Here is some discussions on the Search project:
spikeflaptor
===========
“precision” is an incredible imprecise word. Moreover, “relevance”
means different things for different persons. If you’re serious about
improving relevance, the only way to go is to assemble a test team
large enough to be representative of most different search interests
of potential users. In our experience, this in no trivial task, as
you’ll soon realize that all your friends, coworkers, family,
acquaintances, etc, lie in a very particular ecological niche
regarding search habits.
The current search implementation at wordpress does weight different
parts of the page, as title and body. I don’t recall if we’re indexing
comments… our fear was leaving the system very vulnerable to spamming.
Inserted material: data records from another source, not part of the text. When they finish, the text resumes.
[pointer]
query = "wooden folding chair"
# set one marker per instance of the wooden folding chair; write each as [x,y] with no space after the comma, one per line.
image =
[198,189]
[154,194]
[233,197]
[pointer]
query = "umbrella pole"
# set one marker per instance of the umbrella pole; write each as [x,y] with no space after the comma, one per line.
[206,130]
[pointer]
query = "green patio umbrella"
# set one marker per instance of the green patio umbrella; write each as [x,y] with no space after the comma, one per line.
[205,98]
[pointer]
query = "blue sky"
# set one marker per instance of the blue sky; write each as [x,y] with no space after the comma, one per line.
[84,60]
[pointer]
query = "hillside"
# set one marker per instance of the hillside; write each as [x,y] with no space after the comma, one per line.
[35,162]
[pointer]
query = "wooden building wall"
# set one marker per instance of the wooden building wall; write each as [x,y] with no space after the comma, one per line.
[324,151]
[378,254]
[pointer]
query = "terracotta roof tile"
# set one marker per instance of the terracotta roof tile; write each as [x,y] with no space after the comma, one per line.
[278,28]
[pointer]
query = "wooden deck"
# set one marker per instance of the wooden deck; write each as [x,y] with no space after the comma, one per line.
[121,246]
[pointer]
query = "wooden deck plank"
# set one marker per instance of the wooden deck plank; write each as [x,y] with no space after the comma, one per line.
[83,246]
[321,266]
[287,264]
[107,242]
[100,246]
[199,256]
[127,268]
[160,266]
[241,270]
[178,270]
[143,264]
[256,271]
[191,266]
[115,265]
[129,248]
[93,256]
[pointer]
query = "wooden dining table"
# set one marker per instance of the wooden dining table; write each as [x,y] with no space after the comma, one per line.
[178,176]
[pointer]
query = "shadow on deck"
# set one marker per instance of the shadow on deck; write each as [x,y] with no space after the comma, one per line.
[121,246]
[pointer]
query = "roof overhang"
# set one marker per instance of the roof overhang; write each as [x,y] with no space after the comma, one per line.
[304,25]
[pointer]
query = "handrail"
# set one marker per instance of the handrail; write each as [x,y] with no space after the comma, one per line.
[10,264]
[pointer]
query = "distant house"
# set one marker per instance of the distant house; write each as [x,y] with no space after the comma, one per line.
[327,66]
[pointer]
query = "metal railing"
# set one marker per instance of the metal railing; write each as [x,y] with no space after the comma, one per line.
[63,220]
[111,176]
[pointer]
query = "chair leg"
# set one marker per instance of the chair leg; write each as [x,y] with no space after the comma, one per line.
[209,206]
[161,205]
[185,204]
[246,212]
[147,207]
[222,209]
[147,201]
Spam control is a neverending story. It a war that forces continuous
adaptations on both bands, while at the same time, it’s not an end on
itself and we’re trying not to waste resources on it. This is why I
think that advanced spam control techniques are better left alone
until needed: show off all your arsenal right from the beginning, and
you’ll be attacked only once.
You’re absolutely right about phrase queries, I think we should enable
them by default.
Hailin Wu wrote
==========
Thanks for your feedback.
Let me give two simple examples to illustrate what I mean by
relevance:
http://en.search.wordpress.com/?q=hailin+wu
Gives no results, although I have a few WP blogs,
and google search gives
hailin.wordpress.com, my main blog.
http://en.search.wordpress.com/?q=matt
gives random results with matt on the post title.
Google search gives
ma.tt
I guess it’s inherently difficult to solve this issue
when the search subjects set is small, such as when it’s within
wordpress.com blogs. Page rank, which is the secret to google’s
precision, can not be adequately applied when the space is small.
However, it seems Google has a way to deal with this. Google sells
site search appliance
http://www.google.com/enterprise/
I am just wondering what algorithms they used to produce more relevant
results.